Hi Mark,
On 8/20/20 3:10 PM, mark.reinh...@oracle.com wrote:
2020/8/19 14:14:56 -0700, roger.ri...@oracle.com:
Please review a java.util.Hex API to encode and decode hexadecimal
strings to and from byte arrays.
JavaDoc:
http://cr.openjdk.java.net/~rriggs/hex-javadoc/java.base/java/util/Hex.html
This mostly looks good -- it’ll be nice to have a standard utility for
this sort of thing.
A few comments:
- Why do the short-form `encoder` factory methods return encoders that
produce upper-case hex strings? `Integer::toHexString` and other
existing `toHex` methods return lower-case hex strings. That’s also
what you get from common Unix CLI tools (e.g., `od -tx1`).
Please consider changing these methods to return lower-case encoders.
It's (almost) a toss up and easy to change; many of the existing uses
produce uppercase.
Perhaps the short form no-arg should be replaced with a short form
constructor that
takes true/false, so it is explicit at the use site or put the case in
the name.
encodeToUpper(), encodeToLower().
(A boolean parameter is not very informative, a enum would be better but
perhaps a bit heavyweight).
- Is it worth having static `Hex.encode(byte[])` and
`Hex.decode(CharSequence)` convenience methods for the simplest
cases?
There was some discussion of that but it idea was to minimize the
surface area.
- [Warning: Bikeshed] The verbs “encode” and “decode” seem unfortunate.

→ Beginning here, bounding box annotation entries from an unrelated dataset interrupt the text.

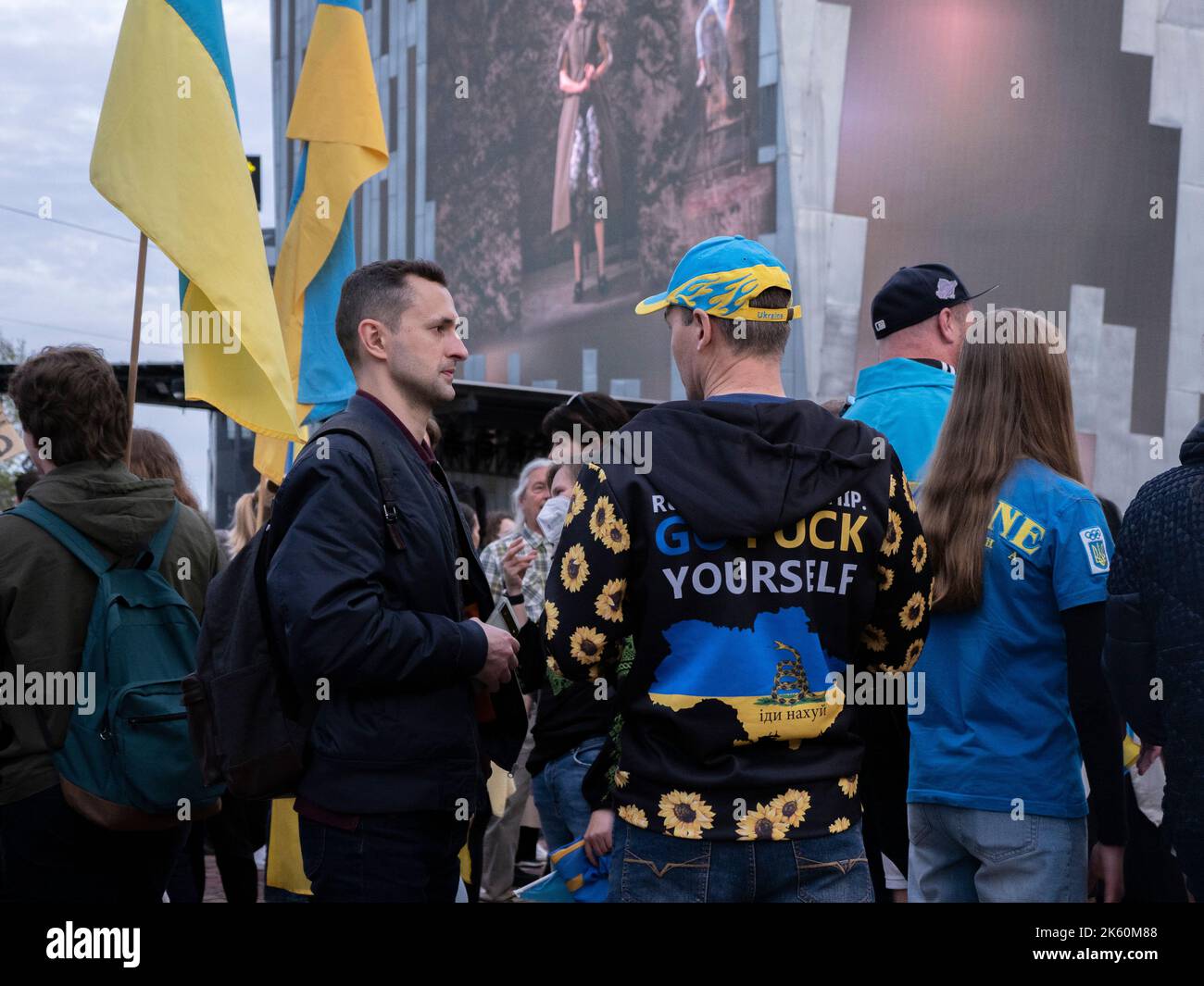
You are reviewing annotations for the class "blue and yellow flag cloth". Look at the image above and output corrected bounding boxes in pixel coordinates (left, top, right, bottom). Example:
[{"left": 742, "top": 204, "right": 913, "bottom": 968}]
[
  {"left": 91, "top": 0, "right": 298, "bottom": 440},
  {"left": 256, "top": 0, "right": 389, "bottom": 482}
]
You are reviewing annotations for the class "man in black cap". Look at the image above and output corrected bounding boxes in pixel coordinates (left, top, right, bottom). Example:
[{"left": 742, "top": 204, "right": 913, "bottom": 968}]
[
  {"left": 844, "top": 264, "right": 998, "bottom": 901},
  {"left": 844, "top": 264, "right": 998, "bottom": 482}
]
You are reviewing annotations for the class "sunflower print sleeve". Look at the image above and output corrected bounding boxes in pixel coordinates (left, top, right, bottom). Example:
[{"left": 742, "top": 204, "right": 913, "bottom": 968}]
[
  {"left": 856, "top": 452, "right": 932, "bottom": 670},
  {"left": 545, "top": 462, "right": 631, "bottom": 681}
]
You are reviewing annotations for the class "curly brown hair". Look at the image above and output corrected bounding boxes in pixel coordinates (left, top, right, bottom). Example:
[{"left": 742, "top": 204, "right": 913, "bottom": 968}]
[
  {"left": 130, "top": 428, "right": 201, "bottom": 512},
  {"left": 8, "top": 345, "right": 130, "bottom": 466}
]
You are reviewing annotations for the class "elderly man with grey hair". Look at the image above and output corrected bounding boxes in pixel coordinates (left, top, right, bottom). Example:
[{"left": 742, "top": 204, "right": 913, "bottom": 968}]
[{"left": 481, "top": 458, "right": 555, "bottom": 901}]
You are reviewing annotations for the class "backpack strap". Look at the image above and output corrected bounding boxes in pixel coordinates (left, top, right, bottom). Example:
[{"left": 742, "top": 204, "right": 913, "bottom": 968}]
[
  {"left": 8, "top": 500, "right": 113, "bottom": 578},
  {"left": 147, "top": 500, "right": 180, "bottom": 572},
  {"left": 306, "top": 416, "right": 406, "bottom": 552}
]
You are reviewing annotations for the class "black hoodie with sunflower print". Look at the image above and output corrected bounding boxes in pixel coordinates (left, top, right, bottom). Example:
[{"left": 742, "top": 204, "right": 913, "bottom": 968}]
[{"left": 543, "top": 397, "right": 932, "bottom": 841}]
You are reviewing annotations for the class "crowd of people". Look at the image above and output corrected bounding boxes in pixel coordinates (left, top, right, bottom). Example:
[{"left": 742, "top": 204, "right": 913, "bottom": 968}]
[{"left": 0, "top": 237, "right": 1204, "bottom": 903}]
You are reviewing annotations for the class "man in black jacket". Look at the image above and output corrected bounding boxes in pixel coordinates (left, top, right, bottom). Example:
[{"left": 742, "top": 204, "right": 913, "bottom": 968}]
[
  {"left": 1104, "top": 421, "right": 1204, "bottom": 901},
  {"left": 268, "top": 260, "right": 526, "bottom": 903}
]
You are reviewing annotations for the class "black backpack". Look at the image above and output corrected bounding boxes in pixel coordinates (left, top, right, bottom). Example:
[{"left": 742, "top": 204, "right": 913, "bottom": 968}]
[{"left": 183, "top": 416, "right": 414, "bottom": 798}]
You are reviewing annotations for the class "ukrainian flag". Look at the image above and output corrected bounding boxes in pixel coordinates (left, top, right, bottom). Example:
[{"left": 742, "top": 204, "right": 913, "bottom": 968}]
[
  {"left": 92, "top": 0, "right": 300, "bottom": 440},
  {"left": 256, "top": 0, "right": 389, "bottom": 482}
]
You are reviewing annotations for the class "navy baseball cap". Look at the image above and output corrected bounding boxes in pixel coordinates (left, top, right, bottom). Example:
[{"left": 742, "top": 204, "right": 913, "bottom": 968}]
[
  {"left": 635, "top": 236, "right": 803, "bottom": 321},
  {"left": 870, "top": 264, "right": 999, "bottom": 340}
]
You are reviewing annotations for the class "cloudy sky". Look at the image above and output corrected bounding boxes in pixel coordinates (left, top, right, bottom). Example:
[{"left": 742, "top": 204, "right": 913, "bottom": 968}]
[{"left": 0, "top": 0, "right": 274, "bottom": 524}]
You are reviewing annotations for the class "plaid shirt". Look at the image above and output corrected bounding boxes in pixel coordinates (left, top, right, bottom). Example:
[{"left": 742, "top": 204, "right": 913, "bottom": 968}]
[{"left": 481, "top": 521, "right": 554, "bottom": 621}]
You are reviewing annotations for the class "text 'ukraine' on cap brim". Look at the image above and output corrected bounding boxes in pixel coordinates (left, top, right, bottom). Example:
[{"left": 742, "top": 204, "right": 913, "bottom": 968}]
[{"left": 635, "top": 292, "right": 670, "bottom": 316}]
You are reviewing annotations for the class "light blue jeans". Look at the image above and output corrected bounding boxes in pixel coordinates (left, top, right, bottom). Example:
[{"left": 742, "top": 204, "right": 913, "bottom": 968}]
[
  {"left": 607, "top": 818, "right": 874, "bottom": 905},
  {"left": 531, "top": 736, "right": 606, "bottom": 853},
  {"left": 907, "top": 805, "right": 1087, "bottom": 905}
]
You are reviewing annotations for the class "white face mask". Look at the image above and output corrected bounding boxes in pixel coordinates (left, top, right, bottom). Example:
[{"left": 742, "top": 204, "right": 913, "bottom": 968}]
[{"left": 539, "top": 496, "right": 569, "bottom": 541}]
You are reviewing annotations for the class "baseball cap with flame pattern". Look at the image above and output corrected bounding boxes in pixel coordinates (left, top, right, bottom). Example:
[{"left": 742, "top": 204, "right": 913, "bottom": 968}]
[{"left": 635, "top": 236, "right": 803, "bottom": 321}]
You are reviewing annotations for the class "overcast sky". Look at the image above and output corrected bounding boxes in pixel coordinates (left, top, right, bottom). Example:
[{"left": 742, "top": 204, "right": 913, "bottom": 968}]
[{"left": 0, "top": 0, "right": 274, "bottom": 524}]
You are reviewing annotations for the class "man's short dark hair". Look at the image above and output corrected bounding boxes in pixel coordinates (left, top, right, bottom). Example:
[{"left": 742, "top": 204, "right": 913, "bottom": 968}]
[
  {"left": 334, "top": 260, "right": 448, "bottom": 369},
  {"left": 539, "top": 390, "right": 631, "bottom": 442},
  {"left": 8, "top": 345, "right": 130, "bottom": 466},
  {"left": 670, "top": 288, "right": 790, "bottom": 356},
  {"left": 12, "top": 469, "right": 43, "bottom": 500}
]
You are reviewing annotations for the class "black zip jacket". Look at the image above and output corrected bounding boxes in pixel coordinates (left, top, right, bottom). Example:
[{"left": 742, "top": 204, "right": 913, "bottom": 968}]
[{"left": 268, "top": 396, "right": 526, "bottom": 815}]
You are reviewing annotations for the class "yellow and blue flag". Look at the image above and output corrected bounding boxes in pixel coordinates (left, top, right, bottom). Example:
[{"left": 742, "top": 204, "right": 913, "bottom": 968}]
[
  {"left": 91, "top": 0, "right": 300, "bottom": 440},
  {"left": 256, "top": 0, "right": 389, "bottom": 482}
]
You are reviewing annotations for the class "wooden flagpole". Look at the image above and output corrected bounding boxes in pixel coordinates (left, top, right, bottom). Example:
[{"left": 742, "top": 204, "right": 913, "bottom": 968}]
[{"left": 125, "top": 232, "right": 147, "bottom": 468}]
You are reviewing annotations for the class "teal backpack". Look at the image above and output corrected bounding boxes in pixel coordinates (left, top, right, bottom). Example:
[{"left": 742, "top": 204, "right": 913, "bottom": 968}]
[{"left": 9, "top": 500, "right": 223, "bottom": 830}]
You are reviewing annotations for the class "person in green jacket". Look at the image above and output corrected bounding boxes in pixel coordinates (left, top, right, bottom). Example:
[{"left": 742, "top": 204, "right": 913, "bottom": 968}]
[{"left": 0, "top": 345, "right": 220, "bottom": 903}]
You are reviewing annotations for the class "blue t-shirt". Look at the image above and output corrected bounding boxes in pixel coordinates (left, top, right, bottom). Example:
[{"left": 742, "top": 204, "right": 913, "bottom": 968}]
[
  {"left": 907, "top": 458, "right": 1112, "bottom": 818},
  {"left": 844, "top": 357, "right": 955, "bottom": 485}
]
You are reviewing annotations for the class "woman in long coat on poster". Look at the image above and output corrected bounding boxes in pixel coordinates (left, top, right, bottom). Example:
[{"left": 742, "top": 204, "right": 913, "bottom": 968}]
[{"left": 551, "top": 0, "right": 621, "bottom": 301}]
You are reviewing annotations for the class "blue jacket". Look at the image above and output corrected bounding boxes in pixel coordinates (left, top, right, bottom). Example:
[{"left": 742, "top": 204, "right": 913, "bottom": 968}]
[
  {"left": 844, "top": 359, "right": 954, "bottom": 482},
  {"left": 268, "top": 396, "right": 526, "bottom": 814}
]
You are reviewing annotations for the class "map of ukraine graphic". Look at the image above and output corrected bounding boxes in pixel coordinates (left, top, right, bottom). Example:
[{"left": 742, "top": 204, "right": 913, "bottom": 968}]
[{"left": 647, "top": 608, "right": 844, "bottom": 745}]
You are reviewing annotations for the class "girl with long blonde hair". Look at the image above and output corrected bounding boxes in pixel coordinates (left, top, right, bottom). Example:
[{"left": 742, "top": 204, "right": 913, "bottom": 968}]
[{"left": 908, "top": 309, "right": 1126, "bottom": 901}]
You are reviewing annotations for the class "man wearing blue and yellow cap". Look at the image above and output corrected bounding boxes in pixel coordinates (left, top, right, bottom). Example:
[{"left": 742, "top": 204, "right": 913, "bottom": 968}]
[{"left": 545, "top": 236, "right": 931, "bottom": 902}]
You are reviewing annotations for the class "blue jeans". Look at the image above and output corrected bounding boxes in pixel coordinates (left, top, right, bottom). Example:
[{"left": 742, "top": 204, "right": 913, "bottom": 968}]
[
  {"left": 531, "top": 736, "right": 605, "bottom": 853},
  {"left": 297, "top": 811, "right": 469, "bottom": 905},
  {"left": 607, "top": 818, "right": 874, "bottom": 905},
  {"left": 907, "top": 805, "right": 1087, "bottom": 903}
]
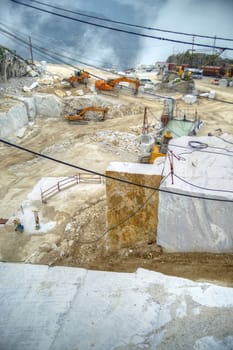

Over in `java.nio.charsets` we have encoders that transform
characters to bytes, and decoders that transform bytes to characters.
The coded thing is the bytes; the uncoded thing is the characters.
In `java.util` we already have the `Base64` class, which provides
encoders that transform bytes to characters, and decoders that
transform characters to bytes. The coded thing is the characters;
the uncoded thing is the bytes.
The use of “encode” and “decode” in `Base64` was likely inspired by
the fact that the format has been known as “base 64 encoding” for
decades, having originated as a hack for transporting non-ASCII data
via SMTP. Developers looking to do base-64 operations will, thus,
expect this terminology.
The bias of encoding vs decoding terminology is subtle, based the 'native'
form of the data. For the Charset classes, the native form of the data
is characters,
and the encoded form is bytes. For Base64, the native form of the data
is bytes,
and the encoded form is Base64 lines.
Here you’re proposing that the `Hex` class follow the `Base64` class.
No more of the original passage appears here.